Guten Abend,
Phase 1 und 2 ist mir ein Begriff:)
Dann steige ich allerdings aus, denn mitten in der zweiten Phase wurde meine Ma übergriffig und ich erhielt die Kündigung für meine Bleibe. Zeitgleich halt Diagnose und neue Ausbildung.
Keine Ahnung, vielleicht gibt es Verarbeitsphasen bei Lebenskatastrophen

Heute, 18 Monate nach dem Aus mit dem Forengrund, bin ich zufrieden und fühle mich wohl. Ich habe noch immer Phasen wo es mir gedanklich schwer fällt im Alltag zu bleiben. Erst Mittwoch wurde mir bewusst, dass etwas "nicht rund" läuft. Merkwürdigerweise geht es mir damit nicht schlecht, es reißt mich zwar Mal für Momente raus, aber es sind halt auch nur Momente.

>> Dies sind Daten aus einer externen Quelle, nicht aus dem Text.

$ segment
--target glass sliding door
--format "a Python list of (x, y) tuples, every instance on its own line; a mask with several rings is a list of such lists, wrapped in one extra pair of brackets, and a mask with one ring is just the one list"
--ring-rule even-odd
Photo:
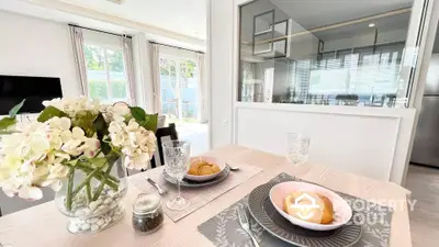
[(196, 122), (196, 69), (194, 59), (160, 55), (161, 109), (169, 122)]

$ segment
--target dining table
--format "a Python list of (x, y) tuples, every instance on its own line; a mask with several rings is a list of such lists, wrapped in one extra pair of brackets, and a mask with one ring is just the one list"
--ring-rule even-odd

Ja, irgendwie habe ich es geschafft, es bleibt jedoch das dumpfe Gefühl, das was nicht rund läuft. Das wäre dann "ich selbst". Ich igel mich ein, gehe seit August nicht mehr aus, merke, dass ich Einladungen seziere, ob ich das wirklich will. Menschen in meiner Umgebung wahrzunehmen. . .dazu muss ich mich fast zwingen. Es gibt nur eine Handvoll Menschen die "mich erreichen" . . .jeder andere wird konsequent übersehen. Das mache ich nicht mit Absicht, es "passiert" einfach. Das geht soweit, dass mich ein Mensch zum Beispiel beim Einkaufen aus vollem Herzen anstrahlen könnte. . .ich nehme es nicht wahr. Ja, ich bemerke es nicht

Ich switche zwischen Arbeit und Renovierung hin und her, baue Pausen ein und nehme mir , für meine Verhältnisse, sehr, sehr viel Zeit für mich. Für mich allein. Das geht soweit, dass ich nach einem Tag mit einer Gruppe (Hobby), am nächsten Tag völlig kaputt und müde bin, als hätte ich Höchstleistungen vollbracht. Mich strapaziert der Umgang. Ich bin nicht überfordert, fühle mich auch nicht unwohl. . .aber anschließend bin ich matsch und ausgepowert: körperlich wie psychisch.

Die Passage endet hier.